Sentenza di Cassazione Penale Sez. 6 Num. 10937 Anno 2025
Penale Sent. Sez. 6 Num. 10937 Anno 2025
Presidente: NOME COGNOME
Relatore: COGNOME
Data Udienza: 22/01/2025
SENTENZA
sul ricorso proposto da:
Russo Vincenzo, n. Caserta 15/06/198T
avverso la sentenza n. 15574/23 della Corte di appello di Napoli del 05/12/2023
letti gli atti, il ricorso e la sentenza impugnata; udita la relazione del consigliere NOME COGNOME letta la requisitoria scritta del pubblico ministero in persona del Sostitut Procuratore generale NOME COGNOME che ha concluso per il rigetto del ricorso
RITENUTO IN FATTO
Con la sentenza la Corte di appello di Napoli ha confermato la condanna, pronunciata in primo grado in esito a giudizio abbreviato, di NOME COGNOME alla pena di cinque anni e quattro mesi di reclusione e 30.000,00 euro di multa perché ritenuto responsabile di cessione continuata ed aggravata di sostanze stupefacenti del tipo cocaina (artt. 81 cpv. cod. pen., 73, comma 1, d.P.R. n. 309 del 1990 e 99, quarto comma, cod. pen.).

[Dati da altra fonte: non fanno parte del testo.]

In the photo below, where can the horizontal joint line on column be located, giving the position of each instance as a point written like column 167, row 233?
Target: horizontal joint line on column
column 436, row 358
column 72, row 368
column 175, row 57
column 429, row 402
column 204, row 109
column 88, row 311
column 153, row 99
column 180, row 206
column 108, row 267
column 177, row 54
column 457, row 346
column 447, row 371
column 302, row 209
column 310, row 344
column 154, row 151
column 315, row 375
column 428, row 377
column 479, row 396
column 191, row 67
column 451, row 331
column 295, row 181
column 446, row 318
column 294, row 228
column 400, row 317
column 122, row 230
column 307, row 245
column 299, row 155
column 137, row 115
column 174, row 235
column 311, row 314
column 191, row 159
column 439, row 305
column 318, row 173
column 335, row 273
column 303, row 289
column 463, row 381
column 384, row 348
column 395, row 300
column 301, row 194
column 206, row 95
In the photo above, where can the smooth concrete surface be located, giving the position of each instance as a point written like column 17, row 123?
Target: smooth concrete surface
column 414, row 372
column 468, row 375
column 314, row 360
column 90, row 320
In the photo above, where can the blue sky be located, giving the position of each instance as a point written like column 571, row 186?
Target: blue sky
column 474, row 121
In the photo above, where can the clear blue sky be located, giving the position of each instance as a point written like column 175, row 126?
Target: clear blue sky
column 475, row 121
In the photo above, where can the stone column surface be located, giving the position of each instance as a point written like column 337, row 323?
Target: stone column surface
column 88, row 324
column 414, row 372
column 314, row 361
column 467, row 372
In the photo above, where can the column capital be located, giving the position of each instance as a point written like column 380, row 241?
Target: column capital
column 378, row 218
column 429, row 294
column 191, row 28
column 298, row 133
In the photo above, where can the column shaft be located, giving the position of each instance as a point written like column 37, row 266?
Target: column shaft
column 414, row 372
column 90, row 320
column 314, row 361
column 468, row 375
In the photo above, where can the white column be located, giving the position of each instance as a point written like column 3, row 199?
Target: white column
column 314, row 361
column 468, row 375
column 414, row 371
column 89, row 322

Avverso la sentenza ha proposto ricorso per cassazione l’imputato, attraverso il suo difensore, deducendo tre motivi di censura.
2.1. Motivazione omessa o apparente in ordine alla denegata derubricazione del reato contestato in quello di cui all’art. 73, comma 5, d.P.R. n. 309 del 1990 ed erronea applicazione di detta previsione di legge.
La Corte di appello non ha indicato il quantitativo di stupefacente ceduto né le modalità della condotta o il profitto ricavato, così da articolare argomentazioni approssimative e generiche sul punto.
2.2. Omessa motivazione in relazione agli art. 81 e 133 cod. pen., non avendo la Corte di merito risposto alla censura difensiva sul carattere eccessivo dello aumento a titolo di continuazione interna.
2.3. Omessa motivazione in relazione all’art. 99, quarto comma, cod. pen. per mancata risposta alla richiesta difensiva di escludere la contestata recidiva, per quanto bilanciata dal riconoscimento, già in primo grado, delle circostanze attenuanti generiche
CONSIDERATO IN DIRITTO
Il ricorso è infondato e deve essere rigettato.
La prima censura formulata dal ricorrente alla sentenza impugnata riguarda la mancata sussunzione della condotta nell’ambito di applicazione dell’art. 73, comma 5, d.P.R. n. 309 del 1990.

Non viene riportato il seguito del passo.